さりげなく、僕と目を合わせないようにしながら、自嘲するように笑って、
「もっとも、さっきからの反応を見てりゃ、聞くまでもなく分かりきってはいるんだがな」
そう、悲しげに呟いた。
ああやっぱり、告白なんて厄介ごとだ。
相手をよく知っていても知らなくても同じだ。
する側は、覚悟を決めて言ってしまえば返事を待つだけだし、相手に何を言われても、喜ぶか悲しむか怒るかすればいいんだろう。
でも、されたらその時に選ばなければならなくなる。
その瞬間に舞い上がるか気が動転するかどうかして、普段ならしないような選択をしてしまうかもしれないのに、だ。

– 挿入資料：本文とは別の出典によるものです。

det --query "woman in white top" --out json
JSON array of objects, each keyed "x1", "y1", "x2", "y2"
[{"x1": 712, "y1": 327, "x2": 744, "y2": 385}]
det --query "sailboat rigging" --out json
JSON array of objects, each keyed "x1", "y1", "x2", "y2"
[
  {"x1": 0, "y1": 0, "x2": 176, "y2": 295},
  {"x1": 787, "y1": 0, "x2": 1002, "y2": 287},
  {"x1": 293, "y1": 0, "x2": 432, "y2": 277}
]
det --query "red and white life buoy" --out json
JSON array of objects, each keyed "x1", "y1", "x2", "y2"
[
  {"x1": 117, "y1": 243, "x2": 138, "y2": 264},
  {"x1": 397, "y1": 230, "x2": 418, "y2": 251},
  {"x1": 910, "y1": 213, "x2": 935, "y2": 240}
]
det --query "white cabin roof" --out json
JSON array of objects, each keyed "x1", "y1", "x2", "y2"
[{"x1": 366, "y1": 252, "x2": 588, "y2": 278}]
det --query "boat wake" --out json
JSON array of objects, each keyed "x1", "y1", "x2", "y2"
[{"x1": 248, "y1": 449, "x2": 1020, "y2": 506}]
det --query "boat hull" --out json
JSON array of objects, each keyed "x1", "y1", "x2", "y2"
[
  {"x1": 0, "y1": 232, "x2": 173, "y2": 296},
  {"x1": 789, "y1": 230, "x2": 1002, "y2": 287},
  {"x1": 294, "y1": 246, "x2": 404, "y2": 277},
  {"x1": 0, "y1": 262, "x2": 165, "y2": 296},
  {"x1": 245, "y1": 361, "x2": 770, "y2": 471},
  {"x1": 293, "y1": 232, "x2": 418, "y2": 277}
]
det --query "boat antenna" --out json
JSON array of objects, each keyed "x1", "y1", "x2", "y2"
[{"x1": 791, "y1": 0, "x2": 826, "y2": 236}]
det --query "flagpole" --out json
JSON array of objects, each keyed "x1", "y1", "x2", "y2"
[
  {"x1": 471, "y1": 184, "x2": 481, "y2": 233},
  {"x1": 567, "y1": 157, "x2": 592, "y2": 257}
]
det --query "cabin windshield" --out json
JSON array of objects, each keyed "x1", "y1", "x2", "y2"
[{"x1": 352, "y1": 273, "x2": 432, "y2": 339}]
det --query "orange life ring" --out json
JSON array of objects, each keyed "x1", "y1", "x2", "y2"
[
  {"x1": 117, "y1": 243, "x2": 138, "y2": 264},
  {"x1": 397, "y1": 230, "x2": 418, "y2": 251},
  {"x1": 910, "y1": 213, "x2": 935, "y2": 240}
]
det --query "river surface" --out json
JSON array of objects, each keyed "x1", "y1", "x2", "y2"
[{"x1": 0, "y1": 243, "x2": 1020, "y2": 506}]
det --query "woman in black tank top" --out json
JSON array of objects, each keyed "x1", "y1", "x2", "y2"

おまけに、自分のことさえよく分かっていなかったんだと思い知らされるのだから、これを厄介ごとと言わずしてなんと言えばいいんだ。
絶対、後で悔やむ。
一時的に、状況に圧されてやってしまっただけだと思うに決まっている。
でも、だけど、僕は、彼の悲しむ顔なんて、見たくないんだ。
「そういう意味で、あなたと同じ意味で、あなたを好きになれるかなんて分かりません。ただ、あなたを悲しませたくないんです…」
「……つまり、なんだよ…」
ぼそりと呟いた彼が、上目使いに僕を見る。
その頬はほんのりと赤く、瞳はどこか熱っぽく潤んで見えた。
「…どうしたいですか?」
僕はそう聞き返した。
彼の頬がなお赤くなる。
やっぱり可愛い、と、今度は素直に思えた。
「俺と、……付き合ってくれる、か…?」
「こんな僕でよければ」
返事は、机の上から飛び込んでくるようなハグだった。
強く抱きしめられながら、彼の体を引き寄せると、彼を膝に抱く。
どうしてだろう。
その暖かさも、重さも、心地よいもののように感じられた。
刷り込み効果だろうか。
苦笑したところで、彼の笑顔が見えた。
本当に嬉しそうな笑み。
これまでに一度も見たことのないような。
「古泉、好きだ…」
「ありがとうございます」
僕も釣られて笑顔になったところで、ぱちぱちと手を叩く音がした。
「おめでと、キョン」
と涼宮さんは微笑み、朝比奈さんは、
「キョンくん、よかったですぅ…」
と泣きそうなほどだ。
長門さんまで、手を叩いているのには驚かされた。
というか、今、僕は、人前であんな……。
「周りが見えなくなるくらいなら大丈夫よ」
と涼宮さんに笑われて、思った通り、自分の言動及び選択を恐ろしく後悔したのだけれど、
「本当に、大丈夫だと思うか?」
彼に不安と期待の入り混じった目で見つめられると、今更前言撤回も出来なくなる。
だから僕は、彼を強く抱きしめて、答えにかえた。